The Role of Platinum-group Metals in the Changing Automobile Landscape

While the popular narrative is that Millennials, the soon-to-be largest generation in North America, rely less on automobiles than previous generations, the recent revival of the automobile industry tells a different story.

Global automobile manufacturers are projected to sell more than 81 million cars by the end of 2018; almost double the 53 million total automobiles that were sold between 2000 and 2013.

Specifically, the Asian markets have seen passenger vehicle sales double over the past seven years. In China, sales quadrupled to 24 million vehicles in 2016, representing more than 25 percent of the global market.

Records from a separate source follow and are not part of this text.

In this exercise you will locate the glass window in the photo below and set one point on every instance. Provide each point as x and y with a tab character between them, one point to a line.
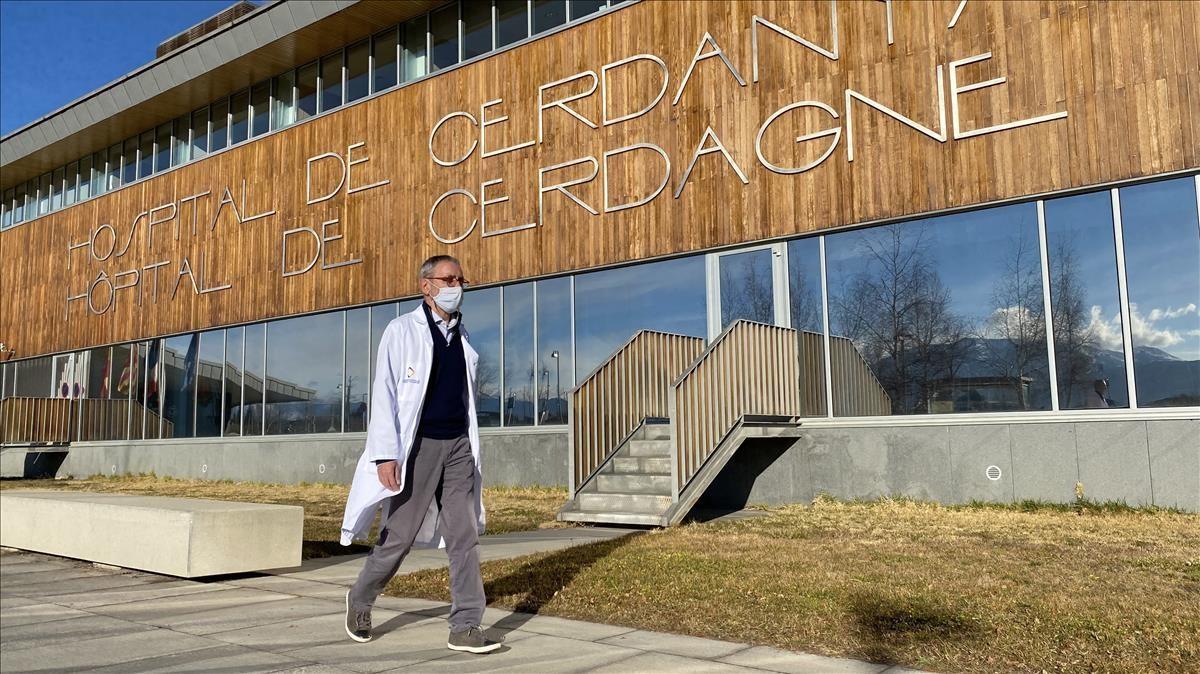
521	378
477	29
239	118
261	103
145	155
804	304
444	36
1085	302
18	212
583	7
511	22
57	185
415	48
748	289
547	14
555	362
304	374
43	196
209	379
481	318
285	100
220	126
181	142
358	71
939	316
179	390
612	305
383	49
358	355
71	192
87	178
130	162
162	148
306	91
199	133
231	407
1162	254
7	206
253	379
331	82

Since Millennials and Gen-Ys possess a great awareness for the environment, government-imposed mandates on reducing vehicular pollution have spurred the automobile industry to produce fleets of hybrid cars and increase demand for catalytic converters. Roughly 80 percent of palladium and 40 percent of platinum ends up in catalytic converters, and depending on the vehicle size and manufacturer, each contains between 3 and 7 grams of platinum-group metals (PGMs).

The catalytic converter market is set to grow at a CAGR of 8.05 percent from 2017 to 2021 and is seen reaching a market size of $55.16 billion. As demand for catalytic converters grows, the metals needed to develop them is also on the rise.

Catalytic converters and the role of PGMs

A catalytic converter is a device found in most car engines that turns pollutants in the exhaust, such as carbon monoxide and nitrogen oxides, into benign gases that can be released into the air, like nitrogen, carbon dioxide and water vapor. Catalytic converters trigger a chemical reaction that converts the harmful pollutants with the use of a ceramic tool shaped like a honeycomb and coated with PGMs. It’s placed in the exhaust system between the engine and the muffler, and when the engine heats up the metals the process neutralizes the pollutants.

The PGMs in catalytic converters (platinum, palladium and rhodium) have a broad range of additional applications. Platinum is used in lab and dental equipment, electrical contacts and electrodes and jewelry. Platinum and palladium, like gold and silver, are also considered precious metals and are known to contrarian investors as stores of value.

Palladium plays a key role in fuel-cell technology, while rhodium is an alloying agent for hardening and improving the corrosion resistance of platinum and palladium. These valuable metals are an attractive target for recovery and reuse from used catalytic converters. In fact, by 2021, it is expected that 30 percent of PGMs supply will come from the recycling industry.